? How big is big? One of the most difficult concepts to get consumers to understand is that their wine probably isn’t made by who they think it is. As noted here, Big Wine controls a majority of the U.S. market, and Big Wine includes many companies most of us have never heard of. Case in point: Trinchero Family Estates, a 20-million case producer that wants to be a 30-million case producer. And how many of us have heard of Trinchero, a California company? It’s best known for Menage a Trois and Sutter Home, but those are only a fraction of Trinchero’s production and its three dozen brands. If Trinchero makes it to 30 million cases, it will be as big as the entire U.S. wine business was in 1965.
? Now they’ve figured it out: Regular visitors may remember the Wine Curmudgeon’s attempt to cash in on Treasury Wine Estate’s financial woes, which — not surprisingly — failed. One reason, aside from my lack of financial acumen, is that the people running Treasury were a little confused about how to sell cheap wine. Luckily for the company, that seems to have changed, and its results in the U.S. are much improved.
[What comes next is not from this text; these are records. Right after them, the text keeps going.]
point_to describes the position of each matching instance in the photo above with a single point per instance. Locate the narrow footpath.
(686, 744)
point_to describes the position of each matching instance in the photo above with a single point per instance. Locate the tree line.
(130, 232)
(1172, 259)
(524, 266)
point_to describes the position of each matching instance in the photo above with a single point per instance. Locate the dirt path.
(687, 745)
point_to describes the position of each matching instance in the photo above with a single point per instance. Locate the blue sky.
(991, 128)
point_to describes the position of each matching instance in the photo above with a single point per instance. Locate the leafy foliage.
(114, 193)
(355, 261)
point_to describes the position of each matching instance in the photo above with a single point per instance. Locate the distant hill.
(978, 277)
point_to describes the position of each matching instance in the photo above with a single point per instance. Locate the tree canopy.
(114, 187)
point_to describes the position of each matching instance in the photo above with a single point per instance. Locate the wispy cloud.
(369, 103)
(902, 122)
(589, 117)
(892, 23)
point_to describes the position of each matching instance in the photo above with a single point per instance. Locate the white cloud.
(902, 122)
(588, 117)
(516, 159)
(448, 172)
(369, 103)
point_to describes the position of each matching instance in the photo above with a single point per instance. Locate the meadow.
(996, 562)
Ironically, it seems this success came from a formula that I suggested when I wrote abut Treasury’s problems last year. Not that the company needs to give me credit — I’m used to saving really rich people lots of money.
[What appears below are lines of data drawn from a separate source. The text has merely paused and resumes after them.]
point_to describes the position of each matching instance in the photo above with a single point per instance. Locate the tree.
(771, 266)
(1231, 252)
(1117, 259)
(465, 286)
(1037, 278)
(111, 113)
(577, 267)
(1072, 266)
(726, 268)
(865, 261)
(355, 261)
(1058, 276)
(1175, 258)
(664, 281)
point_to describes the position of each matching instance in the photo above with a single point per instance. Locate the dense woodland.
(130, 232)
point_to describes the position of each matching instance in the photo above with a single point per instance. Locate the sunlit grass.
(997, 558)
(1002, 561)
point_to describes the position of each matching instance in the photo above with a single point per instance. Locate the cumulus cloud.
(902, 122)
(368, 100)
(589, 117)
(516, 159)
? The judges like their wine: Supreme Court Justice Ruth Bader Ginsburg made a bit of news last week when she admitted she fell asleep during the State of the Union address in January because she had too much wine. This got giggles from many, but they missed the point, focusing on Ginsburg’s age, 81. Rather, it points to the real reason the court ruled in favor of direct shipping in 2005 in the landmark Granholm decision, which surprised many observers. Forget precedent and constitutional interpretation; the Supremes carved out an exception to the three-tier system because they liked wine and wanted to be able to have it shipped legally from their favorite California wineries. How else to explain that Ginsburg, Anthony Kennedy, and Antonin Scalia, all referred to in the BBC story in the first link, voted to allow direct shipping?